Semblable à celui de l'an dernier Qu'est-ce qui fait un monstre ? exposition aux bibliothèques de l'USC, qui a examiné comment l'idée du monstre a changé pour impliquer à la fois ceux au pouvoir et les personnes marginalisées, utopie explore les fonds de la bibliothèque et d'autres collections pour révéler comment l'art, la littérature et la propagande ont augmenté l'opinion publique. Différentes vitrines ont des thèmes différents, comme « Dreams of a Civic Wonderland », qui se concentre sur des visions utopiques urbaines et architecturales, présentant des gravures pour le projet de 1932 de Tony Garnier « Une cité industrielle ». Mais cette « Cité Industrielle », destinée au sud de la France et bien orientée avec les secteurs du travail, du logement, de la santé et des loisirs, n'a jamais été réalisée. La section « Born This Way » comprend des articles de journaux et un dépliant pour le Gay Liberation Front des années 1970, qui a tenté, sans succès, de former sa propre utopie – la « Nation Stonewall » – en encourageant les personnes LGBTQ à déménager dans les Alpes du nord de la Californie. Comté.

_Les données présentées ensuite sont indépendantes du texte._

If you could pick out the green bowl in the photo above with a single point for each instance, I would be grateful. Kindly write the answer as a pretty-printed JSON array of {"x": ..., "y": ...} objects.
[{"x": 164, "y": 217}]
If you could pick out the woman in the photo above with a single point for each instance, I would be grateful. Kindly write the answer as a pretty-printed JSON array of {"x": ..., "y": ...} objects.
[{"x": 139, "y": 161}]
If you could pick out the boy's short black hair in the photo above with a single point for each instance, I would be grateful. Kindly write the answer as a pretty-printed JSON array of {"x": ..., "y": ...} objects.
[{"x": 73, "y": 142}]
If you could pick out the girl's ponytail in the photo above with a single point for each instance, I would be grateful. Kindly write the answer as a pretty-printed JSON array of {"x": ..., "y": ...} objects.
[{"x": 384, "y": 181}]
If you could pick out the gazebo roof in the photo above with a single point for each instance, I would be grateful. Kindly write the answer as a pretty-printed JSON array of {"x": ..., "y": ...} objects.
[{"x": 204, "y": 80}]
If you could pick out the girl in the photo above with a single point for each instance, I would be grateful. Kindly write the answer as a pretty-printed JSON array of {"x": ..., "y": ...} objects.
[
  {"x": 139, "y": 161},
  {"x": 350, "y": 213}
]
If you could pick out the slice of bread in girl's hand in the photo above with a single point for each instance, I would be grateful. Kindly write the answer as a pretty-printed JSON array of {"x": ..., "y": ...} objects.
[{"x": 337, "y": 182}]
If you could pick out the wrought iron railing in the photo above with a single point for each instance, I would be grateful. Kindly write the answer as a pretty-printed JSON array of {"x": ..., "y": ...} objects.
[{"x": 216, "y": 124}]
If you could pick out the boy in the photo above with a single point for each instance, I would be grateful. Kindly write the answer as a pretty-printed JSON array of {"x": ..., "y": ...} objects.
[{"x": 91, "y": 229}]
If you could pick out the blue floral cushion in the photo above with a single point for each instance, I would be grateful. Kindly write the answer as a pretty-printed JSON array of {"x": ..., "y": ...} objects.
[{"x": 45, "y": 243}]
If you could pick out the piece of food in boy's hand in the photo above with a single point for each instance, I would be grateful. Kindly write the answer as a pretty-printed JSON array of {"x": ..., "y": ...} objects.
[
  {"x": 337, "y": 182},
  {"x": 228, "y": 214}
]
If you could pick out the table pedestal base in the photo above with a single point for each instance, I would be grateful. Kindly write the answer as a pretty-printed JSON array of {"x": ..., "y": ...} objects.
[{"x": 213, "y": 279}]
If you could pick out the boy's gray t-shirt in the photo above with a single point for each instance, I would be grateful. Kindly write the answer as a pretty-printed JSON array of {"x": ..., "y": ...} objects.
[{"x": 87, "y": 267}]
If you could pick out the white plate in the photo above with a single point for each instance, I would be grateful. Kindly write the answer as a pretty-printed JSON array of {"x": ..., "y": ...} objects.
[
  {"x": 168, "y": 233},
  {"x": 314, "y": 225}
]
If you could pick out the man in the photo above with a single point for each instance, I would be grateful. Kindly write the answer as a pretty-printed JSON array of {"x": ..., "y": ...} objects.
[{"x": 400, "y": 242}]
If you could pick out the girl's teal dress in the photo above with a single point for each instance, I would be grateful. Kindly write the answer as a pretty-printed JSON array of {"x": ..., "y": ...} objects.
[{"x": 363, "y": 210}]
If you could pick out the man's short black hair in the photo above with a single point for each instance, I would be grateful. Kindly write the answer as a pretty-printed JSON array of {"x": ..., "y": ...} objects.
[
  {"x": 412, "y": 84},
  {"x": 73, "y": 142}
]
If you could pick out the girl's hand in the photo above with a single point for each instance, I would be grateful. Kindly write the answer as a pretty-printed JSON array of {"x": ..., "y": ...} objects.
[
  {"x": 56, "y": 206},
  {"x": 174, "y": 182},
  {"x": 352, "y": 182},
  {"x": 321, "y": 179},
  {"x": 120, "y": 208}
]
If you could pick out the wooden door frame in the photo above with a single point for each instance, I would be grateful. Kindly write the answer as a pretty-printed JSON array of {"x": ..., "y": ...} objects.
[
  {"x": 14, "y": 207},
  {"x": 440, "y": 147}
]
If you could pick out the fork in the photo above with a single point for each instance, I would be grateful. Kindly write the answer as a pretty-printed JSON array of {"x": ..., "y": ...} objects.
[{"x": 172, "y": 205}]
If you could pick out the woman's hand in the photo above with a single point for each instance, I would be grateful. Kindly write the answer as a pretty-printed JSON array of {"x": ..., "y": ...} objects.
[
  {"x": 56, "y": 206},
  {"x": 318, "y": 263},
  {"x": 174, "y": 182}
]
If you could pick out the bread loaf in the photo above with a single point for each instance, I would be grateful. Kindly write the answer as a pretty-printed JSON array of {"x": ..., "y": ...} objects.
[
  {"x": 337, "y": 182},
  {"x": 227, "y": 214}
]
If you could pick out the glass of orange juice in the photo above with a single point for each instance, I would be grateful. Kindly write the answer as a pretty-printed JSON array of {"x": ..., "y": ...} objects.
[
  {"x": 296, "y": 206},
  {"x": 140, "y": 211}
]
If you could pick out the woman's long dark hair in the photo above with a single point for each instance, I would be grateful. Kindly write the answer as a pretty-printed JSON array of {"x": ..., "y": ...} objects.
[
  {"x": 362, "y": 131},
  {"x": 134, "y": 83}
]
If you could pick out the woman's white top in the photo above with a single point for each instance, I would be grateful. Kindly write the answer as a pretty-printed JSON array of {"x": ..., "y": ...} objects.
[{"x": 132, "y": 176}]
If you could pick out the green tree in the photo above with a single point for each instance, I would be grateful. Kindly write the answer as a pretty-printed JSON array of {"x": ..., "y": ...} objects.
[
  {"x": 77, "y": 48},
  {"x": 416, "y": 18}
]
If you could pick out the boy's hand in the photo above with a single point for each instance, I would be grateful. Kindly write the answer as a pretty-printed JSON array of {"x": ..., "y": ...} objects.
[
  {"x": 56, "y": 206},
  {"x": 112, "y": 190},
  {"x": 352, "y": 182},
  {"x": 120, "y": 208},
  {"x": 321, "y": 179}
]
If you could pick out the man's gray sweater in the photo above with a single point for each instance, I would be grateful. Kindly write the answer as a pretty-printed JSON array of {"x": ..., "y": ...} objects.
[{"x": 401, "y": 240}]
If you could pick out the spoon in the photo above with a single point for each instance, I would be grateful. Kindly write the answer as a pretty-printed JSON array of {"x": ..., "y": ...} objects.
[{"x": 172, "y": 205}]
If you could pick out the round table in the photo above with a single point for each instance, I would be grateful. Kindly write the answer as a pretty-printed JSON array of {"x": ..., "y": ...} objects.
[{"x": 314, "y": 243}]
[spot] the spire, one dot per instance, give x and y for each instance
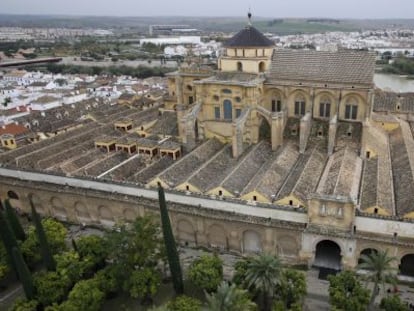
(249, 16)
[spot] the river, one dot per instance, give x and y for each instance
(393, 82)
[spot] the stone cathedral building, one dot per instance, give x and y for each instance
(291, 152)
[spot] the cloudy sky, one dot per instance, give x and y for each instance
(264, 8)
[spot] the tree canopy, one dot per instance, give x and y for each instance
(346, 292)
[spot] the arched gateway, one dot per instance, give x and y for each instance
(328, 255)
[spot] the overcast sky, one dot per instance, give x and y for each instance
(265, 8)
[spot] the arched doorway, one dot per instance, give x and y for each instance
(262, 67)
(367, 252)
(265, 130)
(251, 242)
(227, 109)
(12, 195)
(328, 255)
(407, 265)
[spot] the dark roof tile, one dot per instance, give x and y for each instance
(249, 37)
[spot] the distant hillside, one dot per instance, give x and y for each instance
(226, 24)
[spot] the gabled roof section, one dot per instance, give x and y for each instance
(249, 37)
(344, 66)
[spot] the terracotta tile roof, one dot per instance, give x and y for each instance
(14, 129)
(345, 66)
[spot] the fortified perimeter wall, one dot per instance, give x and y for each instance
(200, 221)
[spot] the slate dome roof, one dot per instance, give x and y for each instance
(249, 37)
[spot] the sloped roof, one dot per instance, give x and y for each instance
(13, 129)
(344, 66)
(249, 37)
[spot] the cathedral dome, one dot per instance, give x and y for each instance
(249, 37)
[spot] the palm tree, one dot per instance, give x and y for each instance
(263, 276)
(229, 298)
(379, 270)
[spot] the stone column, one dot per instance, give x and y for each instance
(179, 89)
(333, 125)
(277, 130)
(304, 131)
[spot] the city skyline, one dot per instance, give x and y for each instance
(369, 9)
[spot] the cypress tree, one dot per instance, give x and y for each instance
(14, 221)
(170, 246)
(7, 235)
(44, 245)
(75, 246)
(24, 274)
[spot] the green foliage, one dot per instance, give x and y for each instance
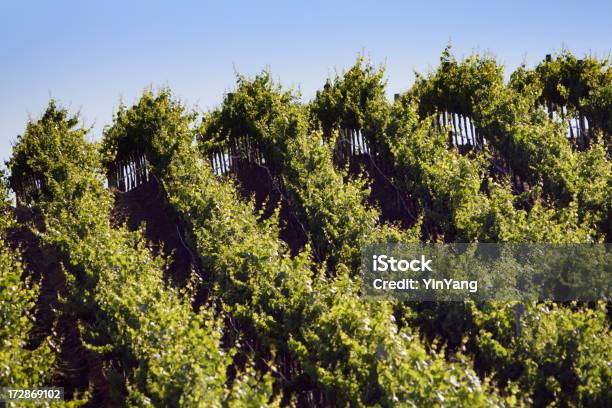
(260, 109)
(355, 100)
(168, 354)
(20, 366)
(562, 357)
(290, 307)
(295, 328)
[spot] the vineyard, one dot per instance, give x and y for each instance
(213, 258)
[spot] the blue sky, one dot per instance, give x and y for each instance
(91, 56)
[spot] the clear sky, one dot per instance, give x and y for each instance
(90, 57)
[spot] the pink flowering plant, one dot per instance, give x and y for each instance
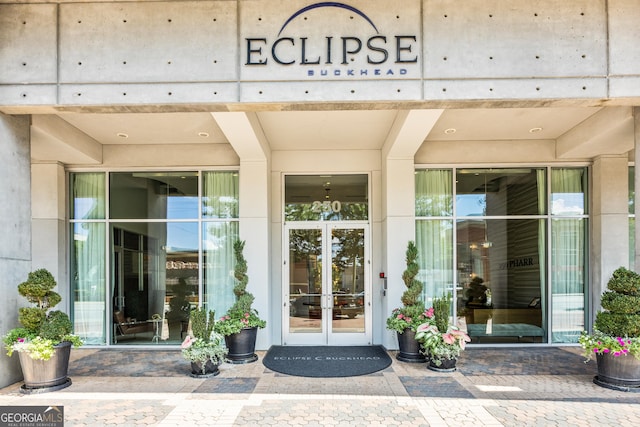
(203, 343)
(408, 318)
(616, 329)
(234, 321)
(438, 345)
(600, 343)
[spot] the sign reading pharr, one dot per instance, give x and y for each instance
(332, 40)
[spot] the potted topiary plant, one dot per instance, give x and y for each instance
(441, 342)
(406, 319)
(44, 341)
(615, 340)
(240, 325)
(205, 349)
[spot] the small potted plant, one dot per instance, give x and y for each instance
(615, 340)
(442, 349)
(205, 349)
(240, 324)
(406, 319)
(45, 339)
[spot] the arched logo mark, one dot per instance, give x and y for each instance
(327, 4)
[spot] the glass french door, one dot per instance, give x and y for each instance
(327, 284)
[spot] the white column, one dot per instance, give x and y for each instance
(245, 135)
(398, 228)
(49, 240)
(609, 222)
(15, 214)
(636, 180)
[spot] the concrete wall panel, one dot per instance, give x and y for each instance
(620, 87)
(148, 42)
(523, 38)
(162, 93)
(317, 23)
(27, 94)
(624, 33)
(515, 88)
(355, 90)
(28, 41)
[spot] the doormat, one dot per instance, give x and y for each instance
(326, 362)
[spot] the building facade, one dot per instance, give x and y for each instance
(140, 139)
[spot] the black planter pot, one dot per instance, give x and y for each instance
(242, 346)
(618, 373)
(41, 376)
(210, 369)
(409, 348)
(446, 365)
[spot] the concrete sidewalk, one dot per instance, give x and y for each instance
(543, 386)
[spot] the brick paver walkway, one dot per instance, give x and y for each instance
(545, 386)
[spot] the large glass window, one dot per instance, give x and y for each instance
(167, 240)
(568, 253)
(490, 227)
(88, 255)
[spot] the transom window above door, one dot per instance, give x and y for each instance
(326, 197)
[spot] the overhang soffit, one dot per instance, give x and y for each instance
(609, 131)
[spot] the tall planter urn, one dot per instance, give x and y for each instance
(618, 372)
(409, 348)
(242, 346)
(42, 376)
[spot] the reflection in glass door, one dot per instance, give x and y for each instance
(327, 285)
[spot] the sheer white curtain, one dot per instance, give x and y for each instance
(220, 204)
(434, 237)
(542, 232)
(89, 257)
(568, 248)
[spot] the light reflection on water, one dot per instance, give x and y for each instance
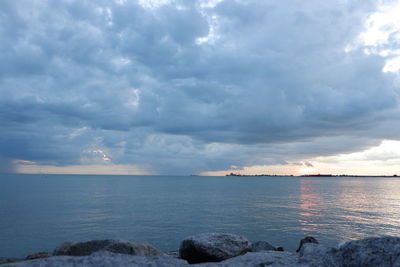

Illustration tirée de « Une cité industrielle, étude pour la construction des villes » de Tony Garnier (Paris, C. Massin, 1932) (avec la permission des USC Libraries)

Illustration tirée de « Une cité industrielle, étude pour la construction des villes » de Tony Garnier (Paris, C. Massin, 1932) (avec la permission des USC Libraries)

"Nous avons vu un modèle émerger dans ces expériences idéalistes, dans lesquelles les écrivains ou les organisateurs essaient d'abord de rompre avec les hiérarchies traditionnelles de classe, de culture et de genre, mais finissent par s'effondrer en raison de faiblesses humaines et de préjugés inconscients", a déclaré Gaskill.

Même Los Angeles elle-même est présentée dans l'exposition, comme une ville de monorails Disneyland, avec un climat tempéré et des banlieues sereines, mais qui est également en proie à l'embouteillage des autoroutes et à un urbanisme dominé par la chaussée. La planification urbaine mandatée par le gouvernement néglige souvent les besoins de la communauté, et toute utopie imaginée par un petit groupe mettra probablement les désirs de ce groupe au-dessus de tous les autres. Cinq siècles après que More ait imaginé son île, avec des biens partagés et chacun à sa place, la perfection de nos cités reste chimérique. Utopia, comme le note le sombre texte de l'étiquette bleue des bibliothèques de l'USC, "signifie littéralement" nulle part "".

« Les communes de la jeunesse : un nouveau mode de vie affronte les États-Unis », de La vie (18 juillet 1969) (avec la permission des bibliothèques USC)

"Le culte de la mort" Semaine d'actualités (4 décembre 1978) (avec la permission des bibliothèques USC)

Flyer de Gay Liberation Front records (années 1970) (avec la permission des bibliothèques USC)

Vue d'installation de 500 ans d'utopie (avec la permission des bibliothèques USC)

Illustration tirée de « Une cité industrielle, étude pour la construction des villes » de Tony Garnier (Paris, C. Massin, 1932) (avec la permission des USC Libraries)

500 ans d'utopie se poursuit à l'USC Doheny Memorial Library (3550 Trousdale Parkway, Los Angeles) jusqu'au 9 février 2017.



Commentaires:

  1. Zolokasa

    Entre nous parlant, à mon avis, c'est évident. Je ne vais pas commencer à parler sur ce thème.

  2. Nigan

    Je suis final, je suis désolé, mais c'est absolument un autre, au lieu de cela, cela est nécessaire pour moi.